Now, it's time to write the Lambda function that will perform the health checks and trigger alarms when necessary. We'll provide a Python example using the Boto3 library, which is the AWS SDK for Python.

Python.py

import boto3

def lambda_handler(event, context):
    # Initialize AWS clients
    ec2_client = boto3.client('ec2')
    sns_client = boto3.client('sns')

    # Get all EC2 instances in the region
    response = ec2_client.describe_instances()
    instances = []
    for reservation in response['Reservations']:
        instances.extend(reservation['Instances'])

     # Check each EC2 instance and publish alarm to SNS if needed
    for instance in instances:
        instance_id = instance['InstanceId']
        instance_status_check = None
        system_status_check = None

        # Check status checks from EC2 API (for example, for status check failures)
        status_check_response = ec2_client.describe_instance_status(
            InstanceIds=[instance_id]
        )
        if 'InstanceStatuses' in status_check_response and len(status_check_response['InstanceStatuses']) > 0:
            instance_status_check = status_check_response['InstanceStatuses'][0]['InstanceStatus']['Details'][0]['Status']
            system_status_check = status_check_response['InstanceStatuses'][0]['SystemStatus']['Details'][0]['Status']

        # Check health criteria and publish to SNS if needed
        if (instance_status_check == 'failed' or system_status_check == 'failed'):
            sns_client.publish(
                TopicArn='<YOUR_SNS_TOPIC_ARN>',
                Subject=f"EC2 Instance Health Alarm: {instance_id}",
                Message=f"The EC2 instance {instance_id} in <your_region> has a health issue. Instance Status Check: {instance_status_check}, System Status Check: {system_status_check}."
            )
                # you can customize you message

Please replace 'YOUR_SNS_TOPIC_ARN' with the actual ARN of the SNS topic you created in Step 1. Additionally, adjust the health check criteria to match your specific requirements.

Step 4: Set Up the Lambda Trigger

Now that you have your Lambda function ready, you need to configure a trigger to schedule when it should run. In this example, we'll use Amazon CloudWatch Events.

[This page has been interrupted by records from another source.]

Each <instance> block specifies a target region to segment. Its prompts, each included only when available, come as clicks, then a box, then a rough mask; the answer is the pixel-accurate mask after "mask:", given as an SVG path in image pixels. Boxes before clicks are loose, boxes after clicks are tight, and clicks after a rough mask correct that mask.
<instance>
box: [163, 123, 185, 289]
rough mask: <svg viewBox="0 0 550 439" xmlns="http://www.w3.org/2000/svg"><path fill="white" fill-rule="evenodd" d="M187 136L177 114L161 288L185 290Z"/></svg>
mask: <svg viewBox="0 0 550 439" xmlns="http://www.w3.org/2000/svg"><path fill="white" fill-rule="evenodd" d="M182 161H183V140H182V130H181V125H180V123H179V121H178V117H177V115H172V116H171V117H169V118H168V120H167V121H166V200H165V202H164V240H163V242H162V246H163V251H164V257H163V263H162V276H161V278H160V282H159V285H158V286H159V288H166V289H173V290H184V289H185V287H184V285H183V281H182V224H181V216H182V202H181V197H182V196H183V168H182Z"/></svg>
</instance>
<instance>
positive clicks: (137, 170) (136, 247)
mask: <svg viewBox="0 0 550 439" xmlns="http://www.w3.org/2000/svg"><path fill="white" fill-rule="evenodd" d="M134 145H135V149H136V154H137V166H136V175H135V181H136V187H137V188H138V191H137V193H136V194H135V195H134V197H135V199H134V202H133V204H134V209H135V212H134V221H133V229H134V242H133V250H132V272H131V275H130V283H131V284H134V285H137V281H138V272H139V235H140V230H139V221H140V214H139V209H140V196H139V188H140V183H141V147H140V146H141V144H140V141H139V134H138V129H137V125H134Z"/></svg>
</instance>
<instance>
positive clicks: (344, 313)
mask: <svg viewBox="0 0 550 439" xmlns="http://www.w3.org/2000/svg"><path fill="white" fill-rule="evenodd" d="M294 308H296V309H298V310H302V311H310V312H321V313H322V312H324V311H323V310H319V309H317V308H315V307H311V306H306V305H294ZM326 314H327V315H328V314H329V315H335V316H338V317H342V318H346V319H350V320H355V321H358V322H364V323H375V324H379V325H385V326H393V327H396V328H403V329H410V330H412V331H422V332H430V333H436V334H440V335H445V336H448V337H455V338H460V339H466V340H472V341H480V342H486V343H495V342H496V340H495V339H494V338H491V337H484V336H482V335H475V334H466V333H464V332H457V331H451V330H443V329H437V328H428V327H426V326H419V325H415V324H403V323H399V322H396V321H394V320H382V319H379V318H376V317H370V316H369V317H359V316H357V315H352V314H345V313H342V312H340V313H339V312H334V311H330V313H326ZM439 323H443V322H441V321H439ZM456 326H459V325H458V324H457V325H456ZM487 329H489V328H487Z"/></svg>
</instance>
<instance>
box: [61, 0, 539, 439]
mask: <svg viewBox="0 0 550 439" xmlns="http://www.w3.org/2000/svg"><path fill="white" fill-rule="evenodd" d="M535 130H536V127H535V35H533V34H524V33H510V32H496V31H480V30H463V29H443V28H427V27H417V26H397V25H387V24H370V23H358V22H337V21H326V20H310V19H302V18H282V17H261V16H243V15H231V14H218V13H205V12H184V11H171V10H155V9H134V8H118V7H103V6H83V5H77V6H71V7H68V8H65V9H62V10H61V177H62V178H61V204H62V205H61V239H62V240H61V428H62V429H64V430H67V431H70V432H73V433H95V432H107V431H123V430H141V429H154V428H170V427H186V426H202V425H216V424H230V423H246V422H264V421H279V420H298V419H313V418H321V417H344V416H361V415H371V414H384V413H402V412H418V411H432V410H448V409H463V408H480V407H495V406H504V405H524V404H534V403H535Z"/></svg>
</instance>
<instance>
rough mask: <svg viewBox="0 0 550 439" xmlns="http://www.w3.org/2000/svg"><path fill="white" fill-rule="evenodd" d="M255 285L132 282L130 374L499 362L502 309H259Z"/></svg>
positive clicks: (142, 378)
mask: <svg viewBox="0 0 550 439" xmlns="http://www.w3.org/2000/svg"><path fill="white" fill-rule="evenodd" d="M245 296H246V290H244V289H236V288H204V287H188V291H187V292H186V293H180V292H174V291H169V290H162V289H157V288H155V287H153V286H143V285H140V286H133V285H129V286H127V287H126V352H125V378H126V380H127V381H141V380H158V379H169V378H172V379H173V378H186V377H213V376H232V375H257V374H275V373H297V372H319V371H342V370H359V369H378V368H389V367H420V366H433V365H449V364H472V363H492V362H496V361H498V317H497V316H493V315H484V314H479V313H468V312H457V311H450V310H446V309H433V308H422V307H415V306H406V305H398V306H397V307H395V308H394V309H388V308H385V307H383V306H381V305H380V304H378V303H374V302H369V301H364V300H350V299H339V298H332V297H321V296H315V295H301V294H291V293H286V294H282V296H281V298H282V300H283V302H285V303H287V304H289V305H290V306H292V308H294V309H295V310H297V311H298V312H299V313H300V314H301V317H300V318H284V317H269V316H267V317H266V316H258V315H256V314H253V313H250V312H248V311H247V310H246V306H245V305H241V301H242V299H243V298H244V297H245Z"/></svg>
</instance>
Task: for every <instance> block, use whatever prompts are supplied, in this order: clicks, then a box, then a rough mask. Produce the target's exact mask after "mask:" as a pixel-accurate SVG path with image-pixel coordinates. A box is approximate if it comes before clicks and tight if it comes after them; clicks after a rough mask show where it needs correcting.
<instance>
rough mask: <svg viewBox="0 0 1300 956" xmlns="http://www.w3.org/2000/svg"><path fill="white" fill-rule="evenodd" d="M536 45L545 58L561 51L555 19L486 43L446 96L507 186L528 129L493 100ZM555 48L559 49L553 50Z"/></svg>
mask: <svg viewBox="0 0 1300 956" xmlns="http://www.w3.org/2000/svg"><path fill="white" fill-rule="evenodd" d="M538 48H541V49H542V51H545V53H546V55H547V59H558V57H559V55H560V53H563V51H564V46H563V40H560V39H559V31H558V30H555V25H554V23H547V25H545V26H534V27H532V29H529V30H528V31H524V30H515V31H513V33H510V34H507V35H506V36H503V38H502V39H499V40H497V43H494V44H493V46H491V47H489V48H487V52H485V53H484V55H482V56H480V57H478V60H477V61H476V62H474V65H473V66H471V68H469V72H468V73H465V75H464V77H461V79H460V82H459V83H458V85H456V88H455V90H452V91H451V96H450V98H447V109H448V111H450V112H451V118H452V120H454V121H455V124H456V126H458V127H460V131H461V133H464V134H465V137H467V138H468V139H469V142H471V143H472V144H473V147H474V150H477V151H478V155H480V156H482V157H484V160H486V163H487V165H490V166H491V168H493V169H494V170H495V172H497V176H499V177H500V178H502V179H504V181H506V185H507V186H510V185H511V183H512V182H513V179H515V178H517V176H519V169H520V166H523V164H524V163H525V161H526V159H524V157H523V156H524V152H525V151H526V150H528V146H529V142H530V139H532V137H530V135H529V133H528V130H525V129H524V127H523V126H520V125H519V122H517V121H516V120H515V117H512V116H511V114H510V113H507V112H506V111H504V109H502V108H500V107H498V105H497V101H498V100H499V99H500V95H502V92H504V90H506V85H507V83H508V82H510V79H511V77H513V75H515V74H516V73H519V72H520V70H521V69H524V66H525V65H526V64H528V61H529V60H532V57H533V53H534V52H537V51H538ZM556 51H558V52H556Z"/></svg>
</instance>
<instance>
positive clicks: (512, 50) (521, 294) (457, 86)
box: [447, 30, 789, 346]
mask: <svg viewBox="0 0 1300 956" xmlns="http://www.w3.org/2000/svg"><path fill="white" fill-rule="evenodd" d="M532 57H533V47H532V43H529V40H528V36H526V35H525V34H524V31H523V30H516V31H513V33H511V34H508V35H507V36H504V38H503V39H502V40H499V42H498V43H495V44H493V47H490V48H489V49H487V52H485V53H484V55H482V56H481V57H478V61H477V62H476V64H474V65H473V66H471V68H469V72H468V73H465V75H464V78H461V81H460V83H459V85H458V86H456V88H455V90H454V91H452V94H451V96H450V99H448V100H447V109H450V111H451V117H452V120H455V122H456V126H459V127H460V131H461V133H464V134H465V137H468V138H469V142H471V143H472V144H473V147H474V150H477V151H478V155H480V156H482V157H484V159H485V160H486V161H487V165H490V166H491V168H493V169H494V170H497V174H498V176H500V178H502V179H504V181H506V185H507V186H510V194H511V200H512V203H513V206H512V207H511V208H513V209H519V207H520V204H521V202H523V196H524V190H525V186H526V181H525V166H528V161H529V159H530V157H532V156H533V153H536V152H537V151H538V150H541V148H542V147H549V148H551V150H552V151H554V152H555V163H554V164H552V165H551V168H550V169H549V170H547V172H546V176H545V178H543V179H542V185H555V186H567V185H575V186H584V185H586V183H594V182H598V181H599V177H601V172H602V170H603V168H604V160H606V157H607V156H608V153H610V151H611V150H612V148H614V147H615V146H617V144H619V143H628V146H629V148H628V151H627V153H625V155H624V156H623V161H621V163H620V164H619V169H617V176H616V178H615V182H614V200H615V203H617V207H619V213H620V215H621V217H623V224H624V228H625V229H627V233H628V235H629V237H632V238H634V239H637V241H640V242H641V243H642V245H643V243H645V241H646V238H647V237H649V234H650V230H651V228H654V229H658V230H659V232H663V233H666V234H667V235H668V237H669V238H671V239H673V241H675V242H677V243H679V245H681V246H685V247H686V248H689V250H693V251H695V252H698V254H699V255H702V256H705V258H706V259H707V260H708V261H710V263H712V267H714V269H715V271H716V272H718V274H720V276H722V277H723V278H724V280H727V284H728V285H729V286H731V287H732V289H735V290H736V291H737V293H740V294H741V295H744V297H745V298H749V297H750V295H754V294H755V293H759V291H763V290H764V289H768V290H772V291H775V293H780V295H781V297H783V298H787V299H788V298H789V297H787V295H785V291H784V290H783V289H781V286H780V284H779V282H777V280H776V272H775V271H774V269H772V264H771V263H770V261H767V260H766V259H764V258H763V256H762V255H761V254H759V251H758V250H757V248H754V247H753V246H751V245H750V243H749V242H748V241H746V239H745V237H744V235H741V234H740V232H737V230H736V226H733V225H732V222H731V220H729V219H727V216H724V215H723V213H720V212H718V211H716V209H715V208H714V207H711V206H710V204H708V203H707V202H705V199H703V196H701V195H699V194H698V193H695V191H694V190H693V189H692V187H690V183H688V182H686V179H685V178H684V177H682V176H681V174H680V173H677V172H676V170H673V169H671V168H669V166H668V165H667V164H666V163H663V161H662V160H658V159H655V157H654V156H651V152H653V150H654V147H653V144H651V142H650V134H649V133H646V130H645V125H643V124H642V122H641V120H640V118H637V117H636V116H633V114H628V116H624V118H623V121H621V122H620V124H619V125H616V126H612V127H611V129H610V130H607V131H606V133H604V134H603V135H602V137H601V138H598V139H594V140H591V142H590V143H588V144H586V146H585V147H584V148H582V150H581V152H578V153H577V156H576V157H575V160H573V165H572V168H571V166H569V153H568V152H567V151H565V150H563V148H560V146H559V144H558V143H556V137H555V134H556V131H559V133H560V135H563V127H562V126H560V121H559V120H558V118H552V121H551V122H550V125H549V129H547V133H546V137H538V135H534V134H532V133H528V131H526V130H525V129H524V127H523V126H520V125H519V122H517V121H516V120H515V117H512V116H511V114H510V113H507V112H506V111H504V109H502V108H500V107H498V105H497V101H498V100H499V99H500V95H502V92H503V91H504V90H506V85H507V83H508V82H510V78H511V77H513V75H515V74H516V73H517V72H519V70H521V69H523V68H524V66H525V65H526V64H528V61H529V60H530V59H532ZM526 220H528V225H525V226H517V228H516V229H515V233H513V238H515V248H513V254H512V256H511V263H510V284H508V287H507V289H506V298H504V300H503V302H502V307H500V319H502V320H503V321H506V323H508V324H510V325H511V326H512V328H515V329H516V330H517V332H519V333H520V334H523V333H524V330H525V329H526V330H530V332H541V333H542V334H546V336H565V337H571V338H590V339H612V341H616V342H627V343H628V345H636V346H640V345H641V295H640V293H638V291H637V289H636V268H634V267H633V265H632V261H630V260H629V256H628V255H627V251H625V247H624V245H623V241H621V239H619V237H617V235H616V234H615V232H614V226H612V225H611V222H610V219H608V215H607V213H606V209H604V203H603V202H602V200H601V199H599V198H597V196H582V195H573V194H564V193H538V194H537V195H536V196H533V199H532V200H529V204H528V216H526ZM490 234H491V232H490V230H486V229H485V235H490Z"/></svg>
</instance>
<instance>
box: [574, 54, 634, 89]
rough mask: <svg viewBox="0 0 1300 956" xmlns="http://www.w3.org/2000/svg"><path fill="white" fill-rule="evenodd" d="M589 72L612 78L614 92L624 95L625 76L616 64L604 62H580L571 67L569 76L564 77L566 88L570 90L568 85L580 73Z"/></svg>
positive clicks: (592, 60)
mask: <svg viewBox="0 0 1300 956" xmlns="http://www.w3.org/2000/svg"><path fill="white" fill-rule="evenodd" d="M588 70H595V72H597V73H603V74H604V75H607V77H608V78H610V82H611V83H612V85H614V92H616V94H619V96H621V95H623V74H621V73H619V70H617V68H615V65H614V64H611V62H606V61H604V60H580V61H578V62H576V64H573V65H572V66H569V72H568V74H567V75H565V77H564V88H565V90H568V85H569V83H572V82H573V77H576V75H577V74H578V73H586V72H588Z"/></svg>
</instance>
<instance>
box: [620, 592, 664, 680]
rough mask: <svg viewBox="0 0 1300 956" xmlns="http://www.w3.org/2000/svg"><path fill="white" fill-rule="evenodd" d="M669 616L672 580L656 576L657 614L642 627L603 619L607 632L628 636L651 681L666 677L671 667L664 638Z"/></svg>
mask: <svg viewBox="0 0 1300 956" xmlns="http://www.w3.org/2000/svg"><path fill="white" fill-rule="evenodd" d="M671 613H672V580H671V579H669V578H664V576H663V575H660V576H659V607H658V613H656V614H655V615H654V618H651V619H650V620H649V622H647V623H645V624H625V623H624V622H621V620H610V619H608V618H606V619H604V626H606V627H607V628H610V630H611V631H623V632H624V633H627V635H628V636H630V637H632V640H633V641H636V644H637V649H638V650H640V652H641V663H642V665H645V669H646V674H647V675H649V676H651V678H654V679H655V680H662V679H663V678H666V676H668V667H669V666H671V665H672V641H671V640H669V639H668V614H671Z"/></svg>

Go to the AWS Management Console and navigate to the Lambda service.
Select your Lambda function from the list.
Click on the "Add trigger" button on the Lambda function's detail page.
In the "Trigger configuration" page, choose "CloudWatch Events" as the trigger type.
In the "Rule" dropdown, click "Create a new rule."
In the "Create Rule" page, configure the event rule settings:
Rule Name: Provide a name for your CloudWatch Events rule.
Description: Optionally, add a description for the rule (optional).
Rule Type: Choose "Event Source" as the rule type.
Event Source: Choose "EventBridge (default)" to use the default EventBridge service.
Event Type: Choose "Schedule" for a time-based schedule.
Schedule Expression: Define the schedule expression using cron or rate expressions. For example, to run the Lambda function every hour, you can use the rate expression rate (1 hour). Cron Expression: 0 * * * ? *
Click on the "Add" button to add the CloudWatch Events trigger to your Lambda function.
After adding the trigger, click on the "Save" button to save the changes.

Select Lambda targets

Add Lambda trigger

Define rule detail

Your Lambda function is now set up with a CloudWatch Events trigger that will invoke the function based on the schedule you defined.

Maximize your operational efficiency with Lambda

Automating health checks for your EC2 instances using AWS Lambda is a crucial step towards ensuring the reliability and availability of your applications. By proactively monitoring the health of your instances and triggering alarms when issues are detected, you can minimize downtime and improve the overall efficiency of your operations. Remember that you can customize the health check criteria and scheduling to meet your specific requirements.
This proactive approach can save you time, money, and headaches in the long run, allowing you to focus on what truly matters—building and delivering great applications for your users.